Hi Dan, I don’t think we have to go back as far as ancient Greek philosophers (who generally preferred navel-gazing to the uncouth business of performing experiments). Let’s try to remember how FBDD was before LE arrived on the scene in 2004. Back then, the conceptual basis (or hypothesis if you prefer) of FBDD was that a low-affinity, low-MW compound could be as good a starting point for optimization as a higher-affinity, higher-MW compound and I would equate LE (the concept) with this conceptual basis. One can try to put this conceptual basis on a more mathematical footing by suggesting that there is a function of activity (or affinity) and molecular size such compounds with the same value of the function should be treated as ‘equivalent’. We can conjecture about the characteristics that an ‘appropriate' function might have and that’s where ‘acceptability threshold for screening hits is a monotonically increasing function of molecular size’ fits in. This may seem like arm-waving because that’s exactly what it is (although probably not the extent of the flailing of upper limbs required for SEEnthalpy) There are an infinite number of functions that we might define and LE (the metric) is just one of these. One solution (that ancient Greek philosophers would consider very uncultured) to the problem is to use the observed data to inform your choice of function and least squares fitting of activity (or affinity) to molecular size is one way of doing this.

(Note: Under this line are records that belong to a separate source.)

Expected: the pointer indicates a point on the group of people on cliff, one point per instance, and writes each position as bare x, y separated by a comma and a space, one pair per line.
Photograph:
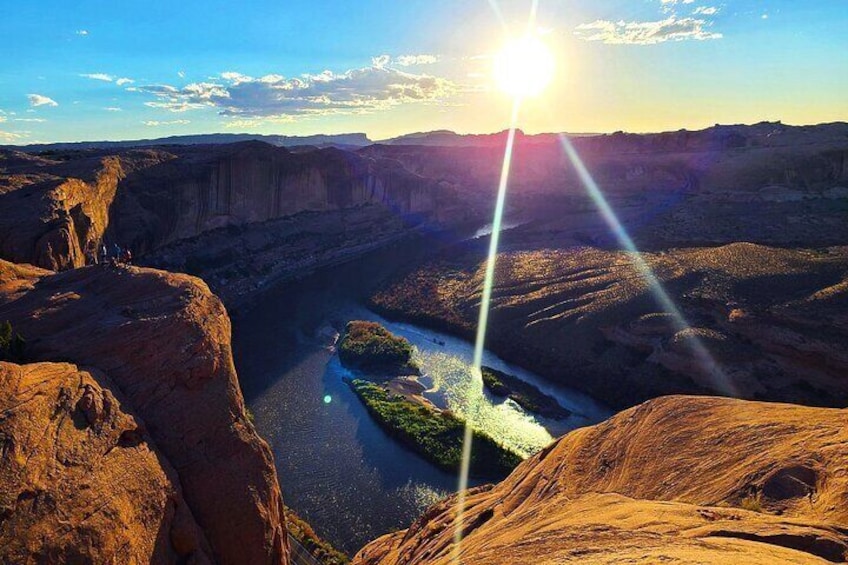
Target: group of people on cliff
104, 256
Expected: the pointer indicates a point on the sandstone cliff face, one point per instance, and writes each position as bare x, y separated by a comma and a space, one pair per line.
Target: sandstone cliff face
206, 188
81, 481
768, 183
53, 212
164, 341
773, 321
662, 482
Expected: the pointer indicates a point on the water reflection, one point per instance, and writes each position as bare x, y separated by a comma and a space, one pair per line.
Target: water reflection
337, 467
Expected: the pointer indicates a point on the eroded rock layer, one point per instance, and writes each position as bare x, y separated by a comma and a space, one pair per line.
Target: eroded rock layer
674, 480
754, 322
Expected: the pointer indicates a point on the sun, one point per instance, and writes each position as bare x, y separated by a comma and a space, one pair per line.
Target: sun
524, 67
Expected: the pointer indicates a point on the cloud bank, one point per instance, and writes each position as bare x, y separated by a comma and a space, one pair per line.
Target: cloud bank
39, 100
361, 90
646, 33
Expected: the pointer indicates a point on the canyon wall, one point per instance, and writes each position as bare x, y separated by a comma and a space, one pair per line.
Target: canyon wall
163, 340
54, 209
81, 480
754, 322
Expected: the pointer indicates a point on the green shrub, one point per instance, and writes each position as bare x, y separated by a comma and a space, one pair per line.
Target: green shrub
436, 435
368, 346
11, 344
320, 549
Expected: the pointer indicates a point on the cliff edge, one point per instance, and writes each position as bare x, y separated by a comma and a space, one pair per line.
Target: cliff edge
674, 480
164, 342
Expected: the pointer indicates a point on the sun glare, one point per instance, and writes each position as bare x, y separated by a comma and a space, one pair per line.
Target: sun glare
524, 67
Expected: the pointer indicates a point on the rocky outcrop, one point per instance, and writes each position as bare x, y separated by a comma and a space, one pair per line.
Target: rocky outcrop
164, 341
55, 212
754, 322
57, 209
675, 480
81, 480
212, 187
767, 183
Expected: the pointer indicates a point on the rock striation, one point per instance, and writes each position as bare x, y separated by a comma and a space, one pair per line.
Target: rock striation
81, 480
756, 322
164, 341
674, 480
61, 206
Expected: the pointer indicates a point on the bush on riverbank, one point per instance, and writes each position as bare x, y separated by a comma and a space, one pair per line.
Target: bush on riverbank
524, 394
368, 346
11, 344
321, 550
435, 435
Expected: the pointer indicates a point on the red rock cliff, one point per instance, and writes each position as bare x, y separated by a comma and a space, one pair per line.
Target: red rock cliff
164, 341
674, 480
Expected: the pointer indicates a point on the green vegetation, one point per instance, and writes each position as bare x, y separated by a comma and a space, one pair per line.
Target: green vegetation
320, 549
370, 347
524, 394
11, 344
435, 435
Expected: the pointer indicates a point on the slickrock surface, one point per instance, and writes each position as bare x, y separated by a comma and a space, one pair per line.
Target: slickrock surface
664, 482
164, 341
773, 321
81, 481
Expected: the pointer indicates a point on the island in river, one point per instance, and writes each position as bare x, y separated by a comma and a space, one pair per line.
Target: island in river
397, 405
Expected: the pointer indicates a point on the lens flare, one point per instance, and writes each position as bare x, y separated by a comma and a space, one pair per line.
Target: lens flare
524, 67
482, 323
708, 363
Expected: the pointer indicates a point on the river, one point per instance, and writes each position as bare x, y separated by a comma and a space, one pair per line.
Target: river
338, 469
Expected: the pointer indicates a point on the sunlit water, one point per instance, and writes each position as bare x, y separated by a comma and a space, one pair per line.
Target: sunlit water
337, 467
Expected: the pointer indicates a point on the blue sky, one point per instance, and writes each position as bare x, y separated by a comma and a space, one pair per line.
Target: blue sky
120, 70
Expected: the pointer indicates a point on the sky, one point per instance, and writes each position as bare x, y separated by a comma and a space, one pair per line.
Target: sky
97, 69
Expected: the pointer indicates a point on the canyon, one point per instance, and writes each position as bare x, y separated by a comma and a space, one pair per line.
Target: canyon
743, 229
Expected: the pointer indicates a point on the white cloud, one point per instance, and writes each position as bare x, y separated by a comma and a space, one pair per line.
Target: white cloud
39, 100
356, 91
381, 61
646, 33
154, 123
99, 76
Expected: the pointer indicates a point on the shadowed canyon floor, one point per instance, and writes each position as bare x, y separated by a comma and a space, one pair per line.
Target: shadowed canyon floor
662, 482
124, 435
773, 320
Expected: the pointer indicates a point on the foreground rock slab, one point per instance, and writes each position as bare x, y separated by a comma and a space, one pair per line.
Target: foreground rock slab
81, 480
164, 341
674, 480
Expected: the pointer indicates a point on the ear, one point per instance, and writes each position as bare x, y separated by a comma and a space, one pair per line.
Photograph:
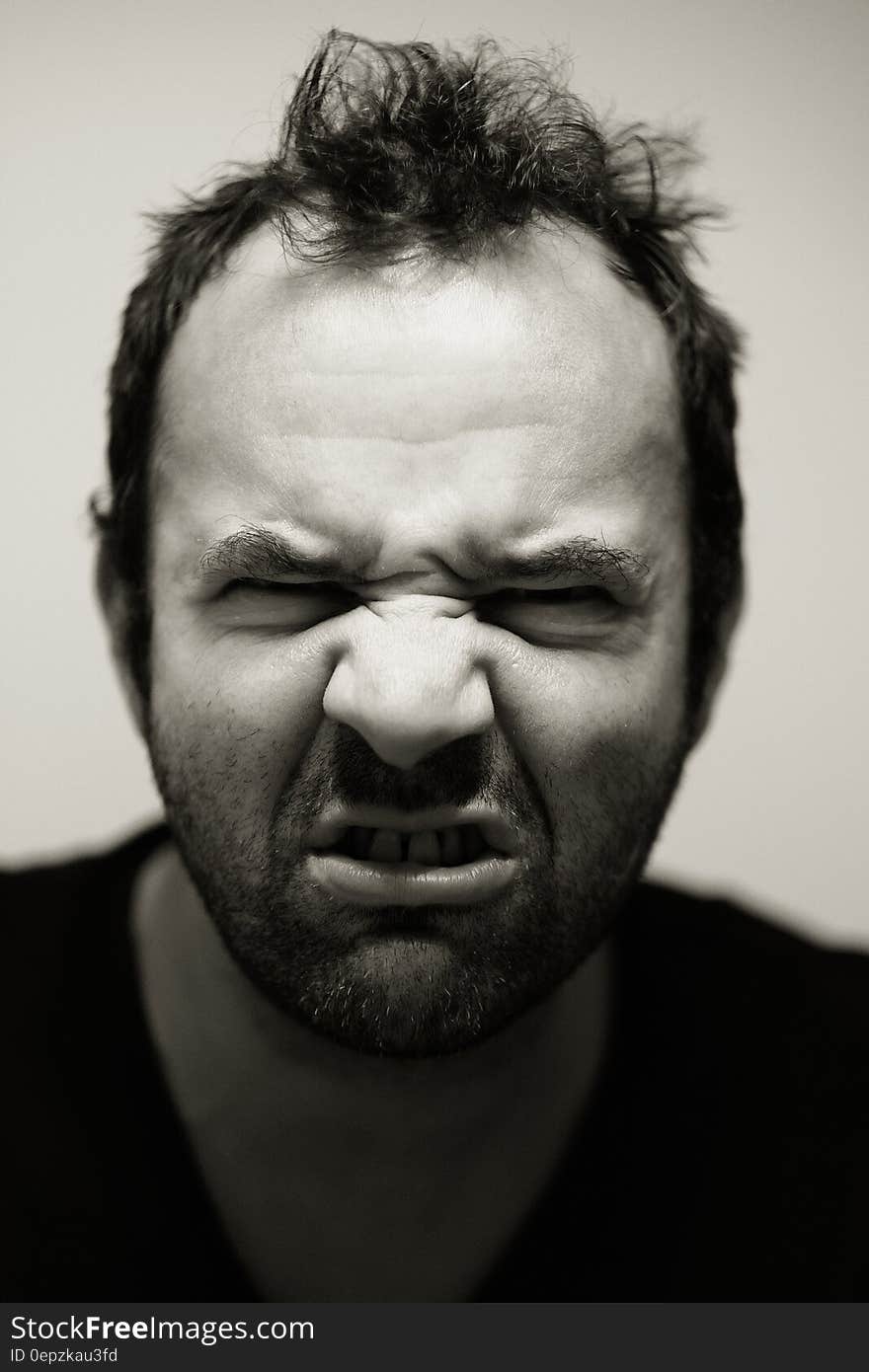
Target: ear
118, 614
718, 667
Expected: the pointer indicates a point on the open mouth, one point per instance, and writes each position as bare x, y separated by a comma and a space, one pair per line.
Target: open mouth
449, 861
447, 847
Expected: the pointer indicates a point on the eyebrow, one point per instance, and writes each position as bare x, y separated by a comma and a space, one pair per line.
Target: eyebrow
577, 556
261, 553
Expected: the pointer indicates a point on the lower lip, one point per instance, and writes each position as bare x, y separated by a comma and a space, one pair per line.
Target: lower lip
411, 883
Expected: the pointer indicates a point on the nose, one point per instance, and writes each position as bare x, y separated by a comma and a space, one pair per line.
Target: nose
409, 688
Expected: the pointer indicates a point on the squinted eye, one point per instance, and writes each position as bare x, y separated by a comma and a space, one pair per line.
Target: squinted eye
285, 604
562, 615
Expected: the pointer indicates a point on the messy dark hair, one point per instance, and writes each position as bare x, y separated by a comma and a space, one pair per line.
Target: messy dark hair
387, 148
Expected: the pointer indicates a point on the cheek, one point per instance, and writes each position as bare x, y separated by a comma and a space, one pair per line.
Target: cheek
580, 720
236, 715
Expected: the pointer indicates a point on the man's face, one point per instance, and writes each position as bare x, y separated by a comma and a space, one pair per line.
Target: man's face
419, 587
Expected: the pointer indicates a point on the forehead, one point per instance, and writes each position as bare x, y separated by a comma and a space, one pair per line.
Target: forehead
507, 394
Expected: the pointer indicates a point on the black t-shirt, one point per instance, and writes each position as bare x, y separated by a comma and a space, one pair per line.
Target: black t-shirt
725, 1153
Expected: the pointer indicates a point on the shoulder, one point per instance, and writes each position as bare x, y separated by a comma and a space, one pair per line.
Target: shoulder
745, 953
49, 906
783, 1010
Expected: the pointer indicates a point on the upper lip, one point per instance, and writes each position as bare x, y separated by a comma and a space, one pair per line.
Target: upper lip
333, 825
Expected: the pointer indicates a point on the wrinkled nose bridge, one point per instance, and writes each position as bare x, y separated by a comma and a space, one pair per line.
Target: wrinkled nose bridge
409, 685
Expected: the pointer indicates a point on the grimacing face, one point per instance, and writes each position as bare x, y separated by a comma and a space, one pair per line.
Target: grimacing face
419, 582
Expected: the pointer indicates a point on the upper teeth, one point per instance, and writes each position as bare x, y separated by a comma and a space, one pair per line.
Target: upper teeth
430, 847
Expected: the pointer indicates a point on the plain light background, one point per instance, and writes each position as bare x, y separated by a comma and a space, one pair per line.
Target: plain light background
110, 108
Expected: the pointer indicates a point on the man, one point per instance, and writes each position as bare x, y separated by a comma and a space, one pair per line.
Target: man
421, 566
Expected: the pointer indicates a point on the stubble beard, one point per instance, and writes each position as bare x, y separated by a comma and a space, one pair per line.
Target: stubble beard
398, 981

My criticism of LE (the metric) is not that it is necessarily ‘wrong’ but that it is arbitrary. If straight line fit to pIC50 versus HA data actually has a pIC50 intercept of zero then LE (the metric) becomes a meaningful measure of what we think we understand to be ligand efficiency (both concept and metric) for that data set. However, the burden of proof is still on the person analyzing the data to demonstrate that assumptions made in the analysis are actually valid.